Here Bpipe will assign a value to $threads that tries to best utilise the total
available concurrency. For example, if there are 32 cores on the computer you
are using and there are 4 of these stages that execute in parallel, each one
should get allocated 8 cores, as long as they start at approximately the same
time.

### Limiting Dynamic Concurrency

Bpipe implements dynamic concurrency in a somewhat subtle manner. When a command asks
for a value for `$threads`, Bpipe needs to decide what other tasks the current
pool of available threads should be shared with. If it simply calculates this
value immediately then the first command that tries to use $threads will get
allocated all the remaining concurrency slots and others will have none
available. To avoid this, when a command asks for `$threads`, Bpipe pauses the
current branch and waits until all concurrently executing paths in the pipeline
are either executing tasks or have also requested `$threads`. Then the threads
are divided up among all the requestors, and allocated fairly. 

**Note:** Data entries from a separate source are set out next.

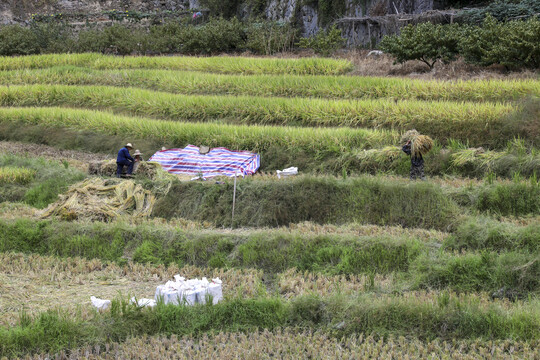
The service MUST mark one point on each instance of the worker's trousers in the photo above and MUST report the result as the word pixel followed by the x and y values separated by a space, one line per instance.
pixel 417 171
pixel 120 167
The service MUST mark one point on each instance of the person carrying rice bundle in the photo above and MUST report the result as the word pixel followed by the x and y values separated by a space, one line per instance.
pixel 125 159
pixel 416 145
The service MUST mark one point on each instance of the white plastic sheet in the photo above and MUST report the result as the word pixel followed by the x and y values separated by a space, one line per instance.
pixel 287 172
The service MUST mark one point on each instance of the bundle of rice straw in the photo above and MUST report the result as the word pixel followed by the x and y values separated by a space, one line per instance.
pixel 148 169
pixel 420 144
pixel 103 200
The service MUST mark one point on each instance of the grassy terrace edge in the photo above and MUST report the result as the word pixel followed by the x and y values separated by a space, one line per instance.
pixel 217 64
pixel 509 262
pixel 53 331
pixel 476 123
pixel 313 150
pixel 333 87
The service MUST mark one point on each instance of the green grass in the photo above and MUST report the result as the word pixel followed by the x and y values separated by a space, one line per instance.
pixel 218 64
pixel 311 149
pixel 475 123
pixel 415 264
pixel 333 87
pixel 518 198
pixel 276 203
pixel 450 319
pixel 485 233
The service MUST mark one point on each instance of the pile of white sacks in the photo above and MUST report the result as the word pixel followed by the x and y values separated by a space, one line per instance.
pixel 177 292
pixel 190 292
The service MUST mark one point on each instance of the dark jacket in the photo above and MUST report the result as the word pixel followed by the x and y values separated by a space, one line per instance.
pixel 123 156
pixel 415 160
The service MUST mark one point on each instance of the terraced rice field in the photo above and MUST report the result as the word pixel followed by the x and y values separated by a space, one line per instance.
pixel 350 259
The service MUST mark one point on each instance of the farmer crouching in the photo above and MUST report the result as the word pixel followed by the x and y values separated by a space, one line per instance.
pixel 138 159
pixel 417 162
pixel 124 159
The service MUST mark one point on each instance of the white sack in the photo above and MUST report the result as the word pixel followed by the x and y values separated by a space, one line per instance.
pixel 100 304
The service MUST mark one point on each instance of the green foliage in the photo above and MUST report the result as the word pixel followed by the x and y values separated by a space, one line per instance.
pixel 53 37
pixel 502 10
pixel 216 36
pixel 460 318
pixel 270 37
pixel 327 10
pixel 219 8
pixel 17 40
pixel 485 271
pixel 426 42
pixel 269 203
pixel 518 198
pixel 513 44
pixel 116 39
pixel 325 43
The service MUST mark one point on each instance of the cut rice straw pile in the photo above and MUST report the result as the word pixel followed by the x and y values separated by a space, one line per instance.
pixel 103 200
pixel 420 144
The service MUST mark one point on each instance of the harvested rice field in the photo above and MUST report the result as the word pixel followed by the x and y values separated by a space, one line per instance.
pixel 348 259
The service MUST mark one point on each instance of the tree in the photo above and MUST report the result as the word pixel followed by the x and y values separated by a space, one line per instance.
pixel 426 42
pixel 513 44
pixel 324 43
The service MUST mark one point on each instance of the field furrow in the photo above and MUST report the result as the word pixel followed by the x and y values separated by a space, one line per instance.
pixel 291 344
pixel 217 64
pixel 476 123
pixel 332 87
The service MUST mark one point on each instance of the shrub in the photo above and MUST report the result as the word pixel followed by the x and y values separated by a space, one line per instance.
pixel 53 37
pixel 116 39
pixel 325 42
pixel 226 9
pixel 17 40
pixel 426 42
pixel 502 10
pixel 513 44
pixel 269 37
pixel 166 38
pixel 217 35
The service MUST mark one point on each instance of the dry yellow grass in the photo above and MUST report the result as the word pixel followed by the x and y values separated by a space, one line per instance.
pixel 296 344
pixel 38 283
pixel 293 283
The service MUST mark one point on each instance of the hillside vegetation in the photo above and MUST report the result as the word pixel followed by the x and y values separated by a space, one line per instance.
pixel 349 257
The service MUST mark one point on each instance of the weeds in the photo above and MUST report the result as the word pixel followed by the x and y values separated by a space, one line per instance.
pixel 51 332
pixel 39 182
pixel 14 175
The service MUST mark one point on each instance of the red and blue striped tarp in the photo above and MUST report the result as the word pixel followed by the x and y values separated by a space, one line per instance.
pixel 217 162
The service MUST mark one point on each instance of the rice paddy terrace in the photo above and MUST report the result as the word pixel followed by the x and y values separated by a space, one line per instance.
pixel 350 259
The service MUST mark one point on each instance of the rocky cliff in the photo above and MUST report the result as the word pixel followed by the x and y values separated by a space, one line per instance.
pixel 363 21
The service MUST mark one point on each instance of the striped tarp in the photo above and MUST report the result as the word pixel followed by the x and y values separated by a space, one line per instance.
pixel 218 161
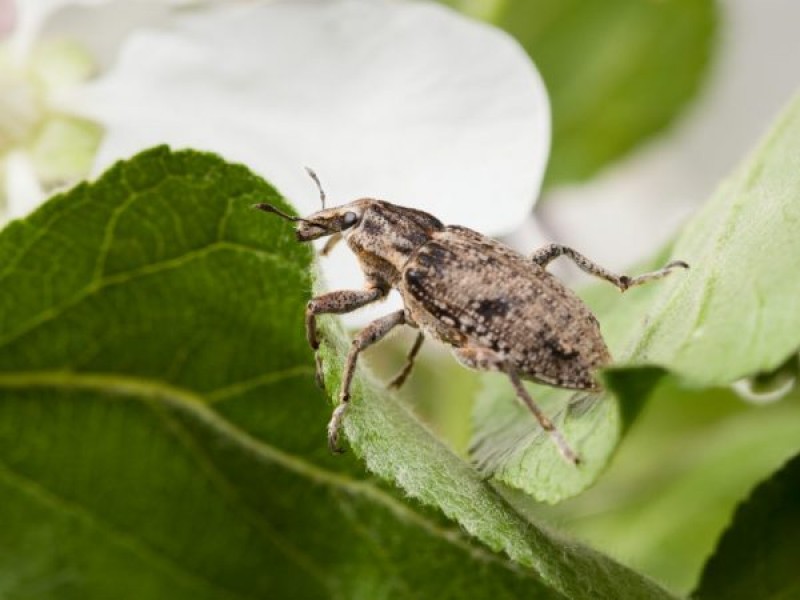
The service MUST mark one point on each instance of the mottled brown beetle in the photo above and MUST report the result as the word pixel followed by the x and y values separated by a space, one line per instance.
pixel 499 310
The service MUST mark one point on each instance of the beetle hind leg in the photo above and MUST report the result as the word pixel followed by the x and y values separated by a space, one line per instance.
pixel 484 359
pixel 546 254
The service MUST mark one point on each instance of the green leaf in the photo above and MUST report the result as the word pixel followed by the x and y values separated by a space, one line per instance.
pixel 757 556
pixel 161 435
pixel 674 483
pixel 734 314
pixel 617 71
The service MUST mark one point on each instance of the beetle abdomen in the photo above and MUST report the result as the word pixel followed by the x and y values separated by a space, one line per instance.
pixel 469 290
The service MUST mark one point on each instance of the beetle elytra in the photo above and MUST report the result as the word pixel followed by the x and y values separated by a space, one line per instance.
pixel 497 309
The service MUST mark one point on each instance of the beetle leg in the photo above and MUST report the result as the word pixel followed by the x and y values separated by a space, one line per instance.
pixel 372 333
pixel 340 302
pixel 484 359
pixel 543 256
pixel 400 378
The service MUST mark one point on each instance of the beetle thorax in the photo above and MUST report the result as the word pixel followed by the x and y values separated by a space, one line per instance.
pixel 387 236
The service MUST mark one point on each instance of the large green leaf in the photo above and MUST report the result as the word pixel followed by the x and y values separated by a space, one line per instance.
pixel 735 313
pixel 757 556
pixel 161 434
pixel 617 71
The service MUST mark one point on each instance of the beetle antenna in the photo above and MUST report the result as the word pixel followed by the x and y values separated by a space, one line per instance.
pixel 313 176
pixel 272 209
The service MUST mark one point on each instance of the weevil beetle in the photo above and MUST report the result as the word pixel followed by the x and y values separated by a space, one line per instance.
pixel 497 309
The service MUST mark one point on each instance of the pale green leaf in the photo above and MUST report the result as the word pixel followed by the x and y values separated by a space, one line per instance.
pixel 161 435
pixel 735 313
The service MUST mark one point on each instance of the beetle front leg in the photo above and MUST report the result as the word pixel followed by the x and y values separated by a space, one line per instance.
pixel 484 359
pixel 543 256
pixel 400 378
pixel 337 303
pixel 372 333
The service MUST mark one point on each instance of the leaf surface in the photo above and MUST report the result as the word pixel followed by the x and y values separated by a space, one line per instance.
pixel 757 555
pixel 161 434
pixel 734 314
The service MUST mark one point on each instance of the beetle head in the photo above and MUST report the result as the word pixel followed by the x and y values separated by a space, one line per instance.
pixel 322 223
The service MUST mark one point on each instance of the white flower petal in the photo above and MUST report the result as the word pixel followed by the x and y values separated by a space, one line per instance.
pixel 406 101
pixel 409 102
pixel 22 189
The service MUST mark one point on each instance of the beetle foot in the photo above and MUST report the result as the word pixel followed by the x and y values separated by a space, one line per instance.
pixel 319 374
pixel 335 428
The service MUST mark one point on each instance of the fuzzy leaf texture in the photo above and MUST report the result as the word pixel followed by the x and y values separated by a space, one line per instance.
pixel 161 435
pixel 617 72
pixel 734 314
pixel 757 555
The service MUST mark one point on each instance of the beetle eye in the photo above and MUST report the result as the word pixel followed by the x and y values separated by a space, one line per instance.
pixel 349 219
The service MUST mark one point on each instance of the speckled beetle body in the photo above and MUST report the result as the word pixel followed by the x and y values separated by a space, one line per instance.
pixel 497 309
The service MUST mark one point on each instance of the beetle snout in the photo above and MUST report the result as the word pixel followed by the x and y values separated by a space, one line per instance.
pixel 307 231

In general, the above process results in a "fair" allocation of threads to
competing tasks, but you should be aware that "greedy" behavior can still
emerge for tasks that are scattered apart in time. For this reason, it can be
useful to set an upper limit on how many threads Bpipe will give to any one
task. You can do this by setting the `max_per_command_threads` variable in
`bpipe.config`. This will limit the total number of threads that can be
allocated.

Another approach to this is to specify thread allocation ranges in the 
configuration of your commands via the `procs` variable. For example, we
can reserve between 2 and 8 threads for bwa in the previous example by 
specifying in bpipe.config:

```
commands {
    bwa {
        procs=2..8
    }
}
```
This will allow Bpipe to set $threads to anything between 2 and 8.


### Limitations

1. When you run stages in parallel, you should always use the Bpipe specified output file (defined for you as the $output variable) rather than hard coding the file names.  This is needed because when you define output files yourself Bpipe detects the creation of the files and interprets them as outputs of whatever pipeline stage is currently executing.  However with multiple stages executing this detection can assign the the output to the wrong pipeline stage or even the wrong parallel instance of the correct pipeline stage.  If you wish to "hard code" the file name that is output from a stage (or part of a stage) you can still do so, but you should do it by wrapping the command that creates that output with a Produce statement, for example:
```groovy 

hello = {
  produce("hello.txt") {
    exec "cp $input $output"
  }
}
```

Even this is not recommended because you may end up overwriting your output files from multiple parallel threads if you are not careful.  In general, whenever you can, let Bpipe manage the names of your files and just give it hints to make them look the way you want.